LDS defenders sometime grow impatient, even flabbergasted, with critics who refuse to acknowledge the existence of any evidence for the Book of Mormon, in spite of what some of us feel are impressive leads that should at least raise an eyebrow or two. It’s a mistake for us to assume that our critics are deliberately being blind or dishonest. We need to remember that faith is required not just to accept Christ, the Restoration, and the divinity of the scriptures, but a touch of faith also required to even begin to recognize the value of evidence.

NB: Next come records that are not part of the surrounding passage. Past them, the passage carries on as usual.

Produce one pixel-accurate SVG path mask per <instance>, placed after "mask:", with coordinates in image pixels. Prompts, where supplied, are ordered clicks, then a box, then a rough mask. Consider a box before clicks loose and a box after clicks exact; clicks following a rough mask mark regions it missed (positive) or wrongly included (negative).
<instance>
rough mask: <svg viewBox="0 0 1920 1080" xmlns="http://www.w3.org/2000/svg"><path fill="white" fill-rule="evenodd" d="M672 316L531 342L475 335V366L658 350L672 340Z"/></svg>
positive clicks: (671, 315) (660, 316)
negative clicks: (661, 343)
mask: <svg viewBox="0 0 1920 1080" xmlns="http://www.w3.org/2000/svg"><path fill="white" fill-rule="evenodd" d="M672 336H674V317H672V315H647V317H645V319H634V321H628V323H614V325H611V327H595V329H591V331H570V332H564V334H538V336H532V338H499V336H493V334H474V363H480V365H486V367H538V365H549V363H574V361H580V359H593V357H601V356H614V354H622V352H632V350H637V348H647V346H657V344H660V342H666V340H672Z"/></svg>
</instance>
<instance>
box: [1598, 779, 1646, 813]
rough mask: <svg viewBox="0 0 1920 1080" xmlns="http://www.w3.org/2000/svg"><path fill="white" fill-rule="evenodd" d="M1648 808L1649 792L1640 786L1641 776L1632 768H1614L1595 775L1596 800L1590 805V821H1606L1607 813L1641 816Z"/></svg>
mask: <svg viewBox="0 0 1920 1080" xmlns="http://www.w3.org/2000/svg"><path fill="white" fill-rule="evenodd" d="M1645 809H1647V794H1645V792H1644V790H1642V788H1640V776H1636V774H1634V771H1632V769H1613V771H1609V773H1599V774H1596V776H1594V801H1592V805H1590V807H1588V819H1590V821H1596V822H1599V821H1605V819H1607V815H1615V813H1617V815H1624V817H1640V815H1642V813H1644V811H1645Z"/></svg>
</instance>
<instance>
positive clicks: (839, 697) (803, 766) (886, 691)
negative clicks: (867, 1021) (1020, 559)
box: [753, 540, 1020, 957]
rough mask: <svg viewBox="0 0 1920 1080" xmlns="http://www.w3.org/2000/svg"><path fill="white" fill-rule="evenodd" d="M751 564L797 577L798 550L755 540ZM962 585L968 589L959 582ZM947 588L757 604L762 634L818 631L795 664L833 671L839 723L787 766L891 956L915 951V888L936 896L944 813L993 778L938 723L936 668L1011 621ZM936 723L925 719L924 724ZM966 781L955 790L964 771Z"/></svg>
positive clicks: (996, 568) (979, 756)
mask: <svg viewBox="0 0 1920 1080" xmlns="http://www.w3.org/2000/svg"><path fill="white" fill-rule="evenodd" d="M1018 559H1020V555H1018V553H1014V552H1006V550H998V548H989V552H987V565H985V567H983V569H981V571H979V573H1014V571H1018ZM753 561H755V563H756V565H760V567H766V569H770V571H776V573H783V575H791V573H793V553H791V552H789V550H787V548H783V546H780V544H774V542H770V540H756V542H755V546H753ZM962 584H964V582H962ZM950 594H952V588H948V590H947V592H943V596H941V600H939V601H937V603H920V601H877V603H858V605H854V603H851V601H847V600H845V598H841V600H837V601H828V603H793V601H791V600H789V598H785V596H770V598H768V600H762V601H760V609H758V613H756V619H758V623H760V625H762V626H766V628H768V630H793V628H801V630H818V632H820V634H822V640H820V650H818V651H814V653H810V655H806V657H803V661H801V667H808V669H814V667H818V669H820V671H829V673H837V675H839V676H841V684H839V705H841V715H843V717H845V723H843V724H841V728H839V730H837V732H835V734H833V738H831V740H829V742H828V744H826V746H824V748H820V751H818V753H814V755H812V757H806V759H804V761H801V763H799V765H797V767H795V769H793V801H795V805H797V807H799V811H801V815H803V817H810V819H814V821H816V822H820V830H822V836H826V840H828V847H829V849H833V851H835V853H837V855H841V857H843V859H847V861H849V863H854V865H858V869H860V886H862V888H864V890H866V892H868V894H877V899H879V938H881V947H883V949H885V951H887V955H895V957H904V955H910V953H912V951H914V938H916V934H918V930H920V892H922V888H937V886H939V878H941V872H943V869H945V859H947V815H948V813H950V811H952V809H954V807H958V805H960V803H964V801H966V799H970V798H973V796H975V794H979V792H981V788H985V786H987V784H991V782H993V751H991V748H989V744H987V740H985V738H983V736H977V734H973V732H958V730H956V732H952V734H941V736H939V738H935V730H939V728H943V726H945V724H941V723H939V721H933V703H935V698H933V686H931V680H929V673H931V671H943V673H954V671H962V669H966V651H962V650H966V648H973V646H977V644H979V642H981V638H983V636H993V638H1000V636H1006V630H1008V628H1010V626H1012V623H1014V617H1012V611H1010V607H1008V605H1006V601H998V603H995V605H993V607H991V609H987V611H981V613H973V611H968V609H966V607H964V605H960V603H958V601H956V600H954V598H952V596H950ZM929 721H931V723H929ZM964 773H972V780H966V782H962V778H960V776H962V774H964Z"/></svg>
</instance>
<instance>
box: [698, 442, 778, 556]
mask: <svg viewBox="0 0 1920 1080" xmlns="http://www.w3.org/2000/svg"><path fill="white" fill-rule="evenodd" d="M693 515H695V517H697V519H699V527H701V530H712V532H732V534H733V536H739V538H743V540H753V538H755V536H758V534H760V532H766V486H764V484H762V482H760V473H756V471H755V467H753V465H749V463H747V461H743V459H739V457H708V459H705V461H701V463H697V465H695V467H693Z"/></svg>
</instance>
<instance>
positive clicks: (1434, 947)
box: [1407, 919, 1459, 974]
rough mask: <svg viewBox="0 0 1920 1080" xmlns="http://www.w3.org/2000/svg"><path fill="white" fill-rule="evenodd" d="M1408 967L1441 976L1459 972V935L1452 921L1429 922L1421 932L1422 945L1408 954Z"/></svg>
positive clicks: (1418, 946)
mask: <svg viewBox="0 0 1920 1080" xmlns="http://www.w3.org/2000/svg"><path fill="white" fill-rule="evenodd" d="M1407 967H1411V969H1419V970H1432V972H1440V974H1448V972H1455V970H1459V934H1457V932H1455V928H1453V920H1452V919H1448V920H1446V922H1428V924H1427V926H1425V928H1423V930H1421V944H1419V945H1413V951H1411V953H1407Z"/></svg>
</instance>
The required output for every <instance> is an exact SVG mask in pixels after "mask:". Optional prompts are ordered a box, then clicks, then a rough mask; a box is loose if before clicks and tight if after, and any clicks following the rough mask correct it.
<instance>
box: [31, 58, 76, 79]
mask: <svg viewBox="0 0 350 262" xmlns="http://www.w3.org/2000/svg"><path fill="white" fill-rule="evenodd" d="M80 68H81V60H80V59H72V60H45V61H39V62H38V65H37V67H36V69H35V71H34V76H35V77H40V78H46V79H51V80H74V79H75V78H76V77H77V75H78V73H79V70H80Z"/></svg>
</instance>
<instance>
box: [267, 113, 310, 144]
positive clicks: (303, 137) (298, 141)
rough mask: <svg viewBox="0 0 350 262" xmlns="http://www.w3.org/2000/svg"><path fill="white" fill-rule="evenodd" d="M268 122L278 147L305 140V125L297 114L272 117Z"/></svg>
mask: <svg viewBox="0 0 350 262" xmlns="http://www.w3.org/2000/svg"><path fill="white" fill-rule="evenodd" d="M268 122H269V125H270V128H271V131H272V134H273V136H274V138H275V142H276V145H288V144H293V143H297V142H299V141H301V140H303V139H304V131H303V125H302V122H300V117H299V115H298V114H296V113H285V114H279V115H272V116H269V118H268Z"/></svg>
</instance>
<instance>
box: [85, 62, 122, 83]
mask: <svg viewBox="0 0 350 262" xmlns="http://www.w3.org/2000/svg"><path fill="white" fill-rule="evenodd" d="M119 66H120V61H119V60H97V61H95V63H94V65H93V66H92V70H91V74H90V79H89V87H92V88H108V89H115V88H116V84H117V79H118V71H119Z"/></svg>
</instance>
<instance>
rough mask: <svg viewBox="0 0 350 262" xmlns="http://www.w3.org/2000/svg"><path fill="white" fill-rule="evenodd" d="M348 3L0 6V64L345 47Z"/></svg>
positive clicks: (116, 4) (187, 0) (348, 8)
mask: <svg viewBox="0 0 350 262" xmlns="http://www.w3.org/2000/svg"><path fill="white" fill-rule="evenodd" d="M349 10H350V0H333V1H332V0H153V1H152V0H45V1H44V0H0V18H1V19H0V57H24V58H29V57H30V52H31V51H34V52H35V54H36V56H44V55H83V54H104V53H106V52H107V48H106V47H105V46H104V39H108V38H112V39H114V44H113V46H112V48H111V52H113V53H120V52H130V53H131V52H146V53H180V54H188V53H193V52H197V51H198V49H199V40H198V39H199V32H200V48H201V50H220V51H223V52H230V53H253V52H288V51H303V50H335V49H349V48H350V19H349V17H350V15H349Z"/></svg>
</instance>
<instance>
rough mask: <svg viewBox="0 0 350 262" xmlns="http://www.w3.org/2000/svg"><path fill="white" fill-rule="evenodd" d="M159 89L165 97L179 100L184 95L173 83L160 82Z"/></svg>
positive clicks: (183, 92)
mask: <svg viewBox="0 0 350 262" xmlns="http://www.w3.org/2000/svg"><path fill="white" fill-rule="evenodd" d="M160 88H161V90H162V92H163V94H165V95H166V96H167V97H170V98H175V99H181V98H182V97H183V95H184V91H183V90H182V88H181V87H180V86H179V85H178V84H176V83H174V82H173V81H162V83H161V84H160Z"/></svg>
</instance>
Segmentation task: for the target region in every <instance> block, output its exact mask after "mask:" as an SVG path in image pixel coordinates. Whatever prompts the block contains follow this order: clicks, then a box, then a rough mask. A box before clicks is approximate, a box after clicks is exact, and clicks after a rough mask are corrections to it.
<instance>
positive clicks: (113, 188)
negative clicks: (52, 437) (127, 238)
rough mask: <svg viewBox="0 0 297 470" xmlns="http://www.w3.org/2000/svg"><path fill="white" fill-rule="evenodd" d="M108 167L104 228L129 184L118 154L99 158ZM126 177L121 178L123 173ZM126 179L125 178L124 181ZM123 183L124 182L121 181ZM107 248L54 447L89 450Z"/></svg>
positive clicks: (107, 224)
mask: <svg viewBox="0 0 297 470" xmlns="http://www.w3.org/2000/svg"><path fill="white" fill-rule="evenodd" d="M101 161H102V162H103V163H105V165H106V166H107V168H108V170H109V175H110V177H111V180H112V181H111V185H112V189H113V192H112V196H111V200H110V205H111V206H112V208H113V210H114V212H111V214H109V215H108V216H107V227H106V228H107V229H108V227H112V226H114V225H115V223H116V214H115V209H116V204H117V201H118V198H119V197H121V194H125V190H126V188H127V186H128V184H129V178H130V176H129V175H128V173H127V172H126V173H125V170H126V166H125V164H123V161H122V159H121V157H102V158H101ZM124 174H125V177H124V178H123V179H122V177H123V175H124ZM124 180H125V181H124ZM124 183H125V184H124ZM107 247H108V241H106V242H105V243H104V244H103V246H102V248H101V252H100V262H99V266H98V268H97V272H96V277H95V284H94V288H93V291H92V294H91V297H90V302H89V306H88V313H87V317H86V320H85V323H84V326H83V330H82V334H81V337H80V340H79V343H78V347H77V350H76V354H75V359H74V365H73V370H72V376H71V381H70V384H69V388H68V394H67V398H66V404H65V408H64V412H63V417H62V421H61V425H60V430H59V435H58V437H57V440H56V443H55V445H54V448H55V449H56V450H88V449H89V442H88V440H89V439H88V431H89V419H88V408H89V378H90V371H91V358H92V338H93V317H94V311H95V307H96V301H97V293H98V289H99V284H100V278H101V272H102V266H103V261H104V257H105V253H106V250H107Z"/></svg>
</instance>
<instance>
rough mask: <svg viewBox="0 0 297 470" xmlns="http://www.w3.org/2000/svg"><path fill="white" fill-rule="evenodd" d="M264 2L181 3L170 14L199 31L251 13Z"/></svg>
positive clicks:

If one is confident that one already has all the answers, it is impossible to ask the questions that can lead to new and surprising answers. If one is confident that disease is due to bad “humors” or vapors just as Aristotle said, then someone presenting “evidence” that limes prevent or cure scurvy cannot be taken seriously and the “evidence” will never get past the scare-quotes treatment from those who roll their eyes at the preposterous claims of some upstart. This is why it took the elite minds over the Royal Navy of Britain over 200 years and thousands of lost lives of British sailors to finally acknowledge the evidence that scurvy was easily prevented with a better diet. Without the faith to accept that maybe there is more to the story than we already know, without the open-mindedness to entertain a radical new proposal seriously to fairly consider another point of view, then there is simply “no evidence” to be considered, no matter how much a passionate advocate of something else rambles on about his so-called “evidence.” This is why Ignaz Semmelweis faced massive opposition and ridicule in spite of solid evidence that some invisible factor could be passed on from corpses to mothers giving birth and give them fatal fevers. That invisible factor, known today as germs, did not fit the rigid mental framework of the elites in charge of peer review for the medical profession, and thus Semmelweis’s passionate battle for truth faced decades of passionate opposition. His “evidence” just wasn’t there, as far as the elite cared, for the lacked the particle of faith required to imagine that there could be something to the invisible particles Semmelweis claimed were there.
We like to think that those who resisted progress regarding scurvy or germ theory were stupid and petty, but they were actually well educated elites just doing their job — but with a lack of faith in other possibilities. They were too secure in the received wisdom they already had and could not see more, no matter how painfully obvious it seems today.
We LDS folks get frustrated at the results, but we should be more compassionate. Here on this blog, one of our most vocal critics has resisted every piece of evidence related to Book of Mormon plausibility, including some works from non-LDS scholars and some items that have gone through non-LDS peer review, and still claims that we have nothing, not one scrap, not one non-LDS source in our favor, not one piece of peer-reviewed data. This same critic was once asked what could possibly count as actual evidence in his view, and he responded that it would be nice, for starters, to see evidence of a Mayan glyph that meant “and it came to pass.” A link was promptly provided to exactly that–one of the interesting tiny little bits of evidence from the Mesoamerican venue–and instead of saying, “Wow, well, that was at least a little interesting,” it was just another dismissal and then moving on to other charges. When the evidence he asked for was provided, it was obviously not relevant. Just didn’t count. It’s not because he’s dishonest or blind or mean. He’s intelligent and sometimes quite interesting. But lacking faith that there could be a real Moroni and real golden plates, any “evidence” for such can’t possibly be evidence.
I’ve seen exactly the same in dealing with some critics attacks on the Arabian evidence. Bountiful, for all practical purposes, just isn’t there. How could such a place be uninhabited as the Book of Mormon implies? Preposterous. Must not be there, per an ivy-league educated elite with access to much better maps than Joseph Smith ever dreamed of. And yet it is.
Faith is required to recognize evidence as evidence. It’s no use getting exasperated with critics. Be patient and don’t waste too much breath.
For some who are open to other possibilities, the evidence can make a difference, and it’s for them that we can keep sharing and pointing to new things we learn or discover that might be helpful. But don’t expect to win over critics or get any admissions from them by hammering them over the head with Nahom, chiasmus, Margaret Barker’s findings, evidences of writing on metal plates, Janus parallelisms, or whatever. That evidence just isn’t there without a particle of faith.
As for disease and especially scurvy, our modern, scientific, peer-reviewed society has progressed to the point where we all know citrus fruit prevents scurvy, and where you can also go to jail for printing “helps cure scurvy” on your package of orange juice. The problem is that the elites are still in charge and they have very demanding standards for anyone wishing to claim “evidence” for health food’s “curative” effects, so be careful.